A cycling star’s confession: “I was abused by my coach at 13”

Far from making headlines for his glorious career, which includes winning a Tour de France, eight Olympic medals and seven Track World Championships, Bradley Wiggins surprised by revealing the hard history he went through at age 13, when he was sexually abused by a coach. I was abused by a coach when I was younger, when I was about 13, and I never fully accepted it,” he said in an interview with Men’s Health UK magazine. He added: “It all impacted me as an adult… I buried it.” The multi-champion on the bicycle, who is now 41 years old and retired from professional activity, had a complex childhood. In fact, when referring to the abuse he suffered, he explained that he did not feel in a position to be able to tell it because of the bad relationship he had with his stepfather.

Bradley Wiggins confessed that he was abused by his coach at age 13. Photo: Reuters (Matthew Childs)

“My stepfather was pretty violent with me, he used to call me bad for using lycra and stuff, so I didn’t think I could tell him. It was lonely… I just wanted to get out of the environment. I was a pretty weird teenager in many ways and I think cycling came from adversity,” he reflected. In that sense, Bradley said that the relationship with his father, the also Australian cyclist Gary Wiggins, was difficult because he left his home and was killed in 2008. “I never got answers when he was murdered in 2008. He left us when I was little, so I first met him when I was 18. We resumed some kind of relationship, but then we didn’t talk for the last two years before he was killed,” he said. He added: “He was my hero. I wanted to prove myself. He was a good cyclist, he could have been very good, but he was a wasted talent. He was an alcoholic, a manic depressive, quite violent and was taking a lot of amphetamines and (sports) drugs back then.”

A 2012 that marked him for better and for worse: Bradley Wiggins conquered the Tour de France and hung the gold medal in the time trial at the London Olympic Games.
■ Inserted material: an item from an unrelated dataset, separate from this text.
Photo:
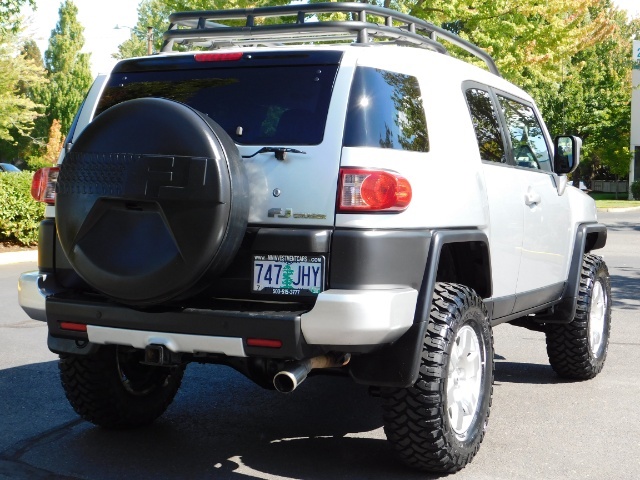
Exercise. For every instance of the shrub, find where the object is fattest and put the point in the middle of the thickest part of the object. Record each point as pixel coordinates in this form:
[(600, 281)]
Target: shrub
[(20, 214)]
Photo: Reuters

Stardom came to Wiggins in 2012, a year that marked him for better and for worse. It is that the Briton was consecrated in the Tour de France, the maximum tournament that any cyclist can win, and hung the gold medal in the time trial at the London Olympic Games. However, he says that year he fell out of love with cycling.” I was thrust into this fame and adulation that came with success… I am an introverted and reserved person. I didn’t know who I was, so I adopted a kind of veil, a kind of rock star veil. It wasn’t really me… It was probably the unhappiest period of my life. All I did was win for other people and the pressures that came from being the first British winner of the Tour. I really struggled with that,” he said.